The sharing of resources and intelligence between the four partnering law enforcement agencies resulted in 431 total charges being laid and the seizure of illicit drugs with a combined total street value of nearly $1.5 million.

More than $755,000 CAD was also seized as a result of these investigations.

Project Disruption seized a variety of weapons including 13 firearms, many of which were loaded, and more than 200 rounds of ammunition.  

“When it comes to a weapon of choice they are pretty consistent with street gangs, and that’s handguns,” said OPP Superintendent Bryan MacKillop.

“These metropolitan-based organized crime groups have been operating and evolving for years, “he added. “In this case, here in Thunder Bay, the most prevalent gangs encountered are (Greater Toronto Area) based.  

Eighty suspected and confirmed gang members were identified or arrested through Project Disruption. Street gangs with southern Ontario origins include:  

  • Ardwick Bloods
  • Blake Street Mafia
  • Breakfast Club Boys
  • Crips
  • Family Business
  • Galloway Boys
  • Greenbrae
  • Paper Boys Gang
  • Tanridge Crips
  • Thorncliff Park Kings

While Project Disruption investigations focused on gang activity within Thunder Bay, the actions of these gangs and the illicit drugs they distribute have had a significant and negative impact across the region.

The Nishnawbe Aski Police Service provides policing to 34 First Nation communities across a massive geographical area.

NAPS A/Deputy Chief Darryl Snider said among the top concerns for leadership in all of those 34 communities is that of the illicit drug trade and the ongoing efforts to combat it.   

“Local community leaders observe firsthand the damage and impact the drug crisis is having on community members,” A/Deputy Chief Snider said. “Our officers work tirelessly to stop the flow of illegal drugs into our communities. However, it is difficult to control the drug issues in our communities with the limited specialty units that the Nishnawbe Aski Police Service is currently funded for.

He added NAPS and the communities it serves are aware drug issues and gang activity in Thunder Bay are filtering into the north.

“For this reason, joint efforts such a Project Disruption, are so very important to fight this issue collectively as it does impact the entire region.”

The current and ongoing success of Project Disruption is thanks in large part to public assistance, said APS Insp. Derek Johnson.

The Anishinabek Police Service polices 16 communities including Fort William First Nation. Just like NAPS, the APS jurisdiction covers a large geographical area that goes well beyond the borders of the District of Thunder Bay.
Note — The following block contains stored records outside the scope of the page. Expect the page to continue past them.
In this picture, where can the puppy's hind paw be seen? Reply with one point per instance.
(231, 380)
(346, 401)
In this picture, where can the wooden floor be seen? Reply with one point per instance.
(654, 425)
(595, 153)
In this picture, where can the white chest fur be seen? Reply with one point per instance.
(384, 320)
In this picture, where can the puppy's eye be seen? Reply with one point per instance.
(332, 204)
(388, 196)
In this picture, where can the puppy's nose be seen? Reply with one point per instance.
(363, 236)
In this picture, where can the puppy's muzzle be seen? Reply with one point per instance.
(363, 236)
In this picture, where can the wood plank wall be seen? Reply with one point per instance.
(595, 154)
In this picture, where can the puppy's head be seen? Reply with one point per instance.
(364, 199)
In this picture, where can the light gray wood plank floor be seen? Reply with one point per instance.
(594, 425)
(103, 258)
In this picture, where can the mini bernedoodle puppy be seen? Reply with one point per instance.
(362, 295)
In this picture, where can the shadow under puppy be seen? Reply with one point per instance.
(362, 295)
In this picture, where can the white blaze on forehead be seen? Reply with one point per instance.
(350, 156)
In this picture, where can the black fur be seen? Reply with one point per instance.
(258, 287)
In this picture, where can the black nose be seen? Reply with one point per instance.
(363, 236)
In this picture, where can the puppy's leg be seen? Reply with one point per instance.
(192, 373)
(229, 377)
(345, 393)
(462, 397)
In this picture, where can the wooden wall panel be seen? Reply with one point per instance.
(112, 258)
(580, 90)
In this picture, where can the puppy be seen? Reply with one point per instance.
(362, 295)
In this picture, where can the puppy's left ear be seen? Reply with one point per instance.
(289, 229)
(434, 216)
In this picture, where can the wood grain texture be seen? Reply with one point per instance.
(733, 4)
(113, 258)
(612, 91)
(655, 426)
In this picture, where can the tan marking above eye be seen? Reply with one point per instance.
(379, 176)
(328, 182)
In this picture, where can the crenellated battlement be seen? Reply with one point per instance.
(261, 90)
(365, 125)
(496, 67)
“They are preying on many of our First Nation communities,” Insp. Johnson said of the gang activity and drug trade. “These gangs prey on our vulnerable people, contribute to addictions, mischief and property crimes, and use threats, violence and intimidation to control people.”

Participating law enforcement agency representatives had a shared hope that the Project Disruption joint task force would continue, however, such a continuation does require investment.

“It will take a financial commitment to be able to maintain this success,” said Chief Hauth.  “I am looking forward to the Province’s announced funding to address guns and gangs.  We are in need of these funds here on the ground where this criminal activity is having such a profound effect.”